# Finding the Oils question



## JoeKan (Feb 4, 2006)

I'm wanting to start making our own soap and I'm having a hard time finding the oils that are needed. Can someone direct me to where I can find Olive, Coconut and Palm oil? Is this the same kind of oil that some grocery stores have? 
I've looked on soap making web sites and they want you to buy from them, which is ok, but S&H will cost almost as much as the oils.
Thanks for any help. 
Joe


----------



## FarmChix (Mar 3, 2013)

Columbus Foods...Brambleberry....just depends on how much you want to buy and what kinds of oils you are looking for.


----------



## danarutan (Mar 13, 2011)

Do you have a Trader Joe's? They have the best price on olive oil, they have coconut, and I think they have the palm oil. If no Trader Joe's Walmart will have olive & coconut.


----------



## lathermaker (May 7, 2010)

Health food stores carry the "Spectrum" brand of shortening...it's actually Palm oil. Some Crisco shortening is palm & soybean oil. Coconut oil can be found at Walmart. Olive at Sam's club.


----------



## linn (Jul 19, 2005)

I second Columbus Foods or Soaper's Choice as their soaping supply store is known. If you are just beginning, you might want to try Wholesale Supplies Plus for smaller orders. Shipping is free if you order $30. or more.


----------



## JoeKan (Feb 4, 2006)

I found some excellent prices (IMHO) at this web site and they offer free shipping. 
www.wholesalesuppliesplus.com
Has anyone heard of this place and do they have good customer service?
With free shipping that would save me on fuel and time.


----------



## shellmar (Apr 4, 2008)

I have purchased fragrance oils, shea butter and molds from wsp. I have never had a problem with the orders I have placed.

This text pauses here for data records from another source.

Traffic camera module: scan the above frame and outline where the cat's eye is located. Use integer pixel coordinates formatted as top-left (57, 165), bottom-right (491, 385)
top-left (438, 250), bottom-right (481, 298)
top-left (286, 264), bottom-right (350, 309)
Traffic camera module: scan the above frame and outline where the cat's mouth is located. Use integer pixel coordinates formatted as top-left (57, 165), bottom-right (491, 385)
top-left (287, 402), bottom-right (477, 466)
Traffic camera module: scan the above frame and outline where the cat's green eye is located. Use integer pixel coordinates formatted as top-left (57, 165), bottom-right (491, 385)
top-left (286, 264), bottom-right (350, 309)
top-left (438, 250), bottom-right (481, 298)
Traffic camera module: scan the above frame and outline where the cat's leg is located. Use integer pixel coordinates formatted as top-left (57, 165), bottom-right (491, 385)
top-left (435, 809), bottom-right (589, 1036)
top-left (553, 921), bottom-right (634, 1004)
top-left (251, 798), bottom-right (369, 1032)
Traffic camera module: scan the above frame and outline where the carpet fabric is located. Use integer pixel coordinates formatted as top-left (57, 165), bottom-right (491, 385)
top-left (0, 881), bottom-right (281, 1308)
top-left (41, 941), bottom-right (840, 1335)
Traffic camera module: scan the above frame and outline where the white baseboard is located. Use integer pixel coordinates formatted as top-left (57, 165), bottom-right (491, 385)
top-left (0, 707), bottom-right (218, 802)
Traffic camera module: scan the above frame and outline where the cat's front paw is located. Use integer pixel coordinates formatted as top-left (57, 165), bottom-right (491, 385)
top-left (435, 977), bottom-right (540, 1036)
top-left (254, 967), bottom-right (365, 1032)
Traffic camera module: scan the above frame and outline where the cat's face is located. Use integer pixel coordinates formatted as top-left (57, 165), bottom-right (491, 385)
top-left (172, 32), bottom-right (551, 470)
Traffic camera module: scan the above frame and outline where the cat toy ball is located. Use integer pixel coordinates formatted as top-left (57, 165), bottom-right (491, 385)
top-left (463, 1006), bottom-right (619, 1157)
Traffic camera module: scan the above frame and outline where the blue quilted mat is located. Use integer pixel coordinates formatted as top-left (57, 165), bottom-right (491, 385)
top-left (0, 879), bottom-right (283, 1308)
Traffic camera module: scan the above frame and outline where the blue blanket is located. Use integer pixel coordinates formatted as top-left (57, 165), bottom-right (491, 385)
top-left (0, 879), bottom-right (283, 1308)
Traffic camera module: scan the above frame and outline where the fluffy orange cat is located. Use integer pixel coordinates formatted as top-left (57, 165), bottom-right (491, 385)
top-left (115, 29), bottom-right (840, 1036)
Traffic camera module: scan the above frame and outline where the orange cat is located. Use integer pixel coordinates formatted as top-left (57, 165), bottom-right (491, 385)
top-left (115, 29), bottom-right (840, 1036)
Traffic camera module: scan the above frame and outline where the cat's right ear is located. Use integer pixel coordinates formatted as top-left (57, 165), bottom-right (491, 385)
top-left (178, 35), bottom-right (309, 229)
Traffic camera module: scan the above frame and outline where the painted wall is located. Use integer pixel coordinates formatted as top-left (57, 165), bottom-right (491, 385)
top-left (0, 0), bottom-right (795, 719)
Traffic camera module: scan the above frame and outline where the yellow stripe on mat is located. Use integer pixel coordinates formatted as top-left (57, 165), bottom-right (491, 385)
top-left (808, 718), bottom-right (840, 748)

If you are going to purchase any fragrance oils, I will say that their lime mint is a favorite, it is a refreshing fragrance and is gender neutral in my opinion. For a ladies fragrance oil, I really like bamboo lotus, it smells wonderful.


----------



## SeaGoat (Aug 17, 2012)

I've ordered from whole sales and didn't have a single problem


----------



## bowdonkey (Oct 6, 2007)

JoeKan said:


> I found some excellent prices (IMHO) at this web site and they offer free shipping.
> www.wholesalesuppliesplus.com
> Has anyone heard of this place and do they have good customer service?
> With free shipping that would save me on fuel and time.


I just got an order from them yesterday. Always prompt. Pretty good prices. By the way I got 2# castor oil, 16 oz each of 15X orange oil and lavender, 2 oz litsea, 4 oz each of rosemary mint and oakmoss sandalwood FO. Got a free package of green mica colorant for $131. This should be about a 5 year supply. The grocery store supplies olive and coconut oil and shortning. I render out venison fat when back inWI. No fat on them up here. I've stockpiled enough lye over the years to make a meth cooker envious. Good thing it's hard to find now. Oh, and pine tar at the feed store. Pine tar and lavender is a favorite. If you can locate Mongolian lavender be aware that it's violently aphrodisiac. Just sayin ladies. Don't like have the hubby bathe with this and then go to church or a PTA meeting. It will be a heck of a mess, I know! But at the same time, I'm flattered and it's really no bother. As usual I got sidetracked, WSP is good to do business with. But it's the only one I've ordered from, I'm sure others are fine. A good soapmaking forum is soapdish.com I haven't been there in many years, I got kicked out!


----------



## BackfourtyMI. (Sep 3, 2007)

I order from Wholesales Supplies Plus quite often & have never had a problem with their company or products.
I love that's it's free shipping over $30.00 too since it's not hard to hit the $30. mark.


----------



## SeanInVa (Oct 3, 2013)

Don't forget to check Amazon, if you are ok with ordering things online and having them delivered. Sometimes their prices are pretty high, but sometimes you can find a decent deal on things you can't find at the local stores. We use them a lot to get some espoma products our local places don't carry.


----------



## MDKatie (Dec 13, 2010)

I get any oils besides olive oil at wholesalesuppliesplus. I really like the company, and haven't had a single problem in over 2 years of ordering. I buy olive oil at Sam's Club, since it's cheaper than WSP. If you don't have a membership to Sam's (or a friend with a membership) then WSP would probably be the next best place to buy in bulk.

If you're doing small batch soap making just for family use, then it's probably easier to buy your oils from Walmart. Not sure if Walmart has palm oil though...


----------



## rkintn (Dec 12, 2002)

I've never had a problem getting my oils from WalMart. I've gotten olive, castor, coconut, lard and vegetable shortening. I like being able to walk in and have my hands on the products whenever I want to make soap


----------



## diamondtim (Jun 10, 2005)

If there is an asian grocery nearby, you may find palm, cocoanut, grapeseed and other oils there.


----------



## JoeKan (Feb 4, 2006)

What is a good essential oil to buy and why arr they so expensive?


----------



## lathermaker (May 7, 2010)

Essential oils are so expensive because of the sheer amount of plant matter it takes to get a tiny amount of the oil.


----------



## bowdonkey (Oct 6, 2007)

lathermaker said:


> Essential oils are so expensive because of the sheer amount of plant matter it takes to get a tiny amount of the oil.


And energy to extract. And like you say, huge amounts of material that also took energy to raise and gather. Do a search, on the production of EO's, it's fascinating.


----------